On June 8, 2023, the U.S. Supreme Court issued its decision in Jack Daniel’s Properties, Inc. v. VIP Products, LLC and provided some clarity as to the applicability of the “Rogers test,” a doctrine that grapples with the interplay of trademark law and the First Amendment. The case involved a trademark dispute between Jack Daniel’s Properties, the maker of the famous whiskey, and VIP, a dog toy company that makes and sells a product called “Bad Spaniels.” The Bad Spaniels squeaky toy is in the shape of a whiskey bottle and has a black label with white font similar to Jack Daniel’s; in place of “Old No. 7 Brand Tennessee Sour Mash Whiskey,” the toy reads, “The Old No. 2 On Your Tennessee Carpet.” After VIP initially filed suit against Jack Daniel’s seeking declaratory judgment that the product did not infringe on Jack Daniel’s trademarks, Jack Daniel’s brought counterclaims under the Lanham Act for trademark infringement and trademark dilution.
The district court sided with Jack Daniel’s on the infringement claim, but the Ninth Circuit reversed, holding that the district court should have first applied the Rogers test, a threshold inquiry designed to provide First Amendment protection to expressive works that would otherwise be subject to trademark infringement claims. This test, derived from Rogers v. Grimaldi, 875 F.2d 994 (2d Cir. 1989), requires a plaintiff to show that the defendant’s use of the mark (1) “has no artistic relevance to the underlying work” or (2) “explicitly misleads as to the source or the content of the work” before the court can consider the plaintiff’s trademark infringement claim. In the Ninth Circuit’s view, because the Bad Spaniels toy communicates a humorous message, it constitutes an expressive work and thus should have triggered an inquiry by the district court under the Rogers test.
The Supreme Court, in a unanimous opinion, disagreed with the Ninth Circuit. It held that the Rogers test does not apply to such a dispute where the defendant uses the mark as a “source identifier” (i.e., where the usage functions to indicate the source of goods). Instead, the Rogers test is cabined to “non-trademark uses,” or “cases in which the defendant has used the mark at issue in a non-source-identifying way.” To provide an example, the Court drew a distinction between (1) a filmmaker depicting a brand of suitcase to convey something about a character (a non-trademark use, which could potentially warrant the Rogers test) and (2) an upstart luggage manufacturer using a slightly modified version of a well-known brand’s logo to make inroads in the suitcase market (a “trademark use,” to which the test may not apply). The Court reasoned that its holding “reflects [the] primary mission” of the Lanham Act, where the “cardinal sin” is anything that confuses consumers about the source of goods or prevents them from distinguishing among manufacturers.
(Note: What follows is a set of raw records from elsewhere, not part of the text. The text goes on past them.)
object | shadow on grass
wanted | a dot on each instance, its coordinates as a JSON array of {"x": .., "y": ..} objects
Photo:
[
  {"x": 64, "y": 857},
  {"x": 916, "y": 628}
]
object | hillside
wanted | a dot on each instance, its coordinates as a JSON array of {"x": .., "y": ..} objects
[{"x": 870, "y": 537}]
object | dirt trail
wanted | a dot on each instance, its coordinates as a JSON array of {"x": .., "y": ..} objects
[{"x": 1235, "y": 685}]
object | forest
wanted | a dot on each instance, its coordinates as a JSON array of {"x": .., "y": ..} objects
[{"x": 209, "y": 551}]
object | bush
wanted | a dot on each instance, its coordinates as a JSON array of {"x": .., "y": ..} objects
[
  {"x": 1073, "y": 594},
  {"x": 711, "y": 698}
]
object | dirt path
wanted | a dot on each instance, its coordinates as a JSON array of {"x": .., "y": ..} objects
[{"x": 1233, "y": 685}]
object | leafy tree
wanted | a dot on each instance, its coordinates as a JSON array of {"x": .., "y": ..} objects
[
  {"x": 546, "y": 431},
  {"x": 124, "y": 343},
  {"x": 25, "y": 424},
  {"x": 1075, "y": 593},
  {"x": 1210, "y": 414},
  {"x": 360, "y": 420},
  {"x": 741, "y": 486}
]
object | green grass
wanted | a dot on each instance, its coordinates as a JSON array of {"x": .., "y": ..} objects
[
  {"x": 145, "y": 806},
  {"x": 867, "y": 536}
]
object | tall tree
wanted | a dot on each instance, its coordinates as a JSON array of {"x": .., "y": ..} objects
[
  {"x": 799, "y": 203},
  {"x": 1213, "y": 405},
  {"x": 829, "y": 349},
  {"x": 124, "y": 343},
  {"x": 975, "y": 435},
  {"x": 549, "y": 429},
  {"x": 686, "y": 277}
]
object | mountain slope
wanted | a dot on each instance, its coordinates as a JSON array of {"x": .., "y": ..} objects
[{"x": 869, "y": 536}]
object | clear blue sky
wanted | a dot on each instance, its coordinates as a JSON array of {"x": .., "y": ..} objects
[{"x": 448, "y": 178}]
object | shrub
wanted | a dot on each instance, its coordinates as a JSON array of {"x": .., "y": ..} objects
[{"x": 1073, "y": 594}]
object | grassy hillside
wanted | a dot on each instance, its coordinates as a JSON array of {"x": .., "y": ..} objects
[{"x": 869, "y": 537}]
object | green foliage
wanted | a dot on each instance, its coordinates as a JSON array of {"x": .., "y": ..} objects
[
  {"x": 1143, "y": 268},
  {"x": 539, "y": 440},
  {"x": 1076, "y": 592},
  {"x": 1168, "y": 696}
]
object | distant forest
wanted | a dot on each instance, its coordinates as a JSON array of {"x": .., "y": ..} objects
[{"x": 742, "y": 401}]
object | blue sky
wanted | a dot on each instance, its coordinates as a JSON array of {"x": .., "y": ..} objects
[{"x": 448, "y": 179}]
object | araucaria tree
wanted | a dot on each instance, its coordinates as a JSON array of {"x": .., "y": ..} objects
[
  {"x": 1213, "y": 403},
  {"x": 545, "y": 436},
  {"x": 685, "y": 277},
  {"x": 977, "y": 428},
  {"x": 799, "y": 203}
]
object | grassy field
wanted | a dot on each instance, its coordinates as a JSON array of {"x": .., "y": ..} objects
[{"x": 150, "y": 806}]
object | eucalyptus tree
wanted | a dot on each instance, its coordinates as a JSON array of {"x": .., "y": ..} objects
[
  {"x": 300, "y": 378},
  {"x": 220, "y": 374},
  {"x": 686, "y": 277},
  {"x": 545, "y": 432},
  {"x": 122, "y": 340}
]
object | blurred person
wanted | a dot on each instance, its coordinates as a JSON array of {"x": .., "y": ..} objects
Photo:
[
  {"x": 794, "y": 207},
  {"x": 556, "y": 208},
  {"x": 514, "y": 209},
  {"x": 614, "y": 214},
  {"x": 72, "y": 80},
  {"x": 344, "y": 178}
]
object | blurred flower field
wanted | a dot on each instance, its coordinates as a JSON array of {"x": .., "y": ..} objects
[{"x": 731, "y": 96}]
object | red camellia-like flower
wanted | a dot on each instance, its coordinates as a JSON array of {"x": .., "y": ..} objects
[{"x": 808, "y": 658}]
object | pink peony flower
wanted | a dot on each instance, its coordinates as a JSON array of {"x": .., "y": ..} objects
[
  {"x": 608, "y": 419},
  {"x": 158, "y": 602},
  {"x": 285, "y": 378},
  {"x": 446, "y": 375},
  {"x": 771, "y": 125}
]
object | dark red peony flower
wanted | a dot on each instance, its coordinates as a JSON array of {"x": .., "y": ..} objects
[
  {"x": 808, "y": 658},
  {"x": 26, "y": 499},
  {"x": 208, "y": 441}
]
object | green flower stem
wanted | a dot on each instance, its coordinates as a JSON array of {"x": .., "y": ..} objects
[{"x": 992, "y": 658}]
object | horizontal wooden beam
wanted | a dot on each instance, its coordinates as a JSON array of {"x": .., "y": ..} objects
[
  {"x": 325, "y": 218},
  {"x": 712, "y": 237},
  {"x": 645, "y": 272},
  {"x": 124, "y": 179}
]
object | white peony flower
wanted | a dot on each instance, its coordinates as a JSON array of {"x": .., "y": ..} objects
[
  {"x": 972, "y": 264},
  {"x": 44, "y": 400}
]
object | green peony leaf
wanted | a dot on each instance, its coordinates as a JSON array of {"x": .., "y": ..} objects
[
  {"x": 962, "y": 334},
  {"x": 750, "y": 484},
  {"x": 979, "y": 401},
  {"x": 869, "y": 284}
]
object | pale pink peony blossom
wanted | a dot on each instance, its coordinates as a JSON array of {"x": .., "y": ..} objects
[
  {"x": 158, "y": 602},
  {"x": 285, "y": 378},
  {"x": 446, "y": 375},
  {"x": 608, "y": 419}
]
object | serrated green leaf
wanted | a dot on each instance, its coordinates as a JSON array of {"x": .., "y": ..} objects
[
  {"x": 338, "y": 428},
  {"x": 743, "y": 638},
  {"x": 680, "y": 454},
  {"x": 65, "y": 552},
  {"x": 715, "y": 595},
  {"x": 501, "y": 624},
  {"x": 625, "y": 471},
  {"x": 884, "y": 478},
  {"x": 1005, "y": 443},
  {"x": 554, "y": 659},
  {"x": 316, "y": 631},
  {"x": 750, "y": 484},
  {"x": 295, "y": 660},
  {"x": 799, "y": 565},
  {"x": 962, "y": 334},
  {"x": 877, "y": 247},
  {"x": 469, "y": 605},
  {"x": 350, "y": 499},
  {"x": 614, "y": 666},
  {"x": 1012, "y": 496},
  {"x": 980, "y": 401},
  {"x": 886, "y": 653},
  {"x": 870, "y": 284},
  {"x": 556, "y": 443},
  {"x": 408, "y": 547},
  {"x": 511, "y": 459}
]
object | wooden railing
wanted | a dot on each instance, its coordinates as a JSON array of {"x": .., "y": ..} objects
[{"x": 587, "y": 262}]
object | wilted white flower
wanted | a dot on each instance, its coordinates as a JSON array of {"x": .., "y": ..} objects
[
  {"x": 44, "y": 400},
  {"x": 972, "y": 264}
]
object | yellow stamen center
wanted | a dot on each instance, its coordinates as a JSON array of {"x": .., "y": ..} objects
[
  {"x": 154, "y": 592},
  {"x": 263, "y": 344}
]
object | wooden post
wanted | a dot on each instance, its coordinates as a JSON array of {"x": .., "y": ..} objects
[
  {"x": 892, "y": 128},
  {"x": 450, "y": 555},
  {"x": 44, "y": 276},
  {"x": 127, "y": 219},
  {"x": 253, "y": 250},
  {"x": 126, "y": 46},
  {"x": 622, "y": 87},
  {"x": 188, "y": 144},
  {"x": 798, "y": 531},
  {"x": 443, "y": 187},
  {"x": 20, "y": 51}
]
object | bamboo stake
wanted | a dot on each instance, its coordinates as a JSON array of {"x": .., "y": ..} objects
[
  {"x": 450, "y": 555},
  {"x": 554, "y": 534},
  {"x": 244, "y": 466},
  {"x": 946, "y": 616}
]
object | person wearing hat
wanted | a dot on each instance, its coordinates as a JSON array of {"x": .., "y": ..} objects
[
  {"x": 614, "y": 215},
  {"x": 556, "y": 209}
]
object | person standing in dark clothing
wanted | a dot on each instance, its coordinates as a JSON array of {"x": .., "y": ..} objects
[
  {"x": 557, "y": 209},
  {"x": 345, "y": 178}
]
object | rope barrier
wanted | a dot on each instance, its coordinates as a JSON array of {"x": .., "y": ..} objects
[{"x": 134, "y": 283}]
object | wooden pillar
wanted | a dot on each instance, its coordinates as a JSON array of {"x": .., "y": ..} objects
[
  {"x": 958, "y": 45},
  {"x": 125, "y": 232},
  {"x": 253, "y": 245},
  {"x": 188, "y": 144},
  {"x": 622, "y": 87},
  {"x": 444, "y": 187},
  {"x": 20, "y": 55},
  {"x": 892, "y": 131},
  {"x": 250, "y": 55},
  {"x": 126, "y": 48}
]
The Supreme Court also took issue with the Ninth Circuit’s determination that, because the Bad Spaniels toy conveyed a humorous message, it was an expressive work that automatically received the First Amendment protections of the Rogers inquiry. The Supreme Court characterized the Ninth Circuit’s expansive view of Rogers as ultimately not very workable because it “potentially encompasses just about everything”: any combination of names, phrases, symbols and designs can be said to contain expressive content. To assuage any potential concern among lower courts that its decision contravenes the First Amendment, the Supreme Court emphasized the weight of case law recognizing that “trademark law generally prevails over the First Amendment” when a confusingly similar mark is used for source identification.
In addition to clarifying the limited applicability of the Rogers doctrine, the decision also highlights the doctrine’s uncertain future. While the Supreme Court did not decide the issue of whether Rogers has any application at all (the United States, as amicus curiae, sought to abolish the doctrine entirely), the justices signaled that what remains of Rogers is up in the air. Justice Gorsuch wrote a separate concurrence explicitly stating as such, instructing lower courts to be “attuned to . . . the fact” that particular aspects of Rogers remain unresolved.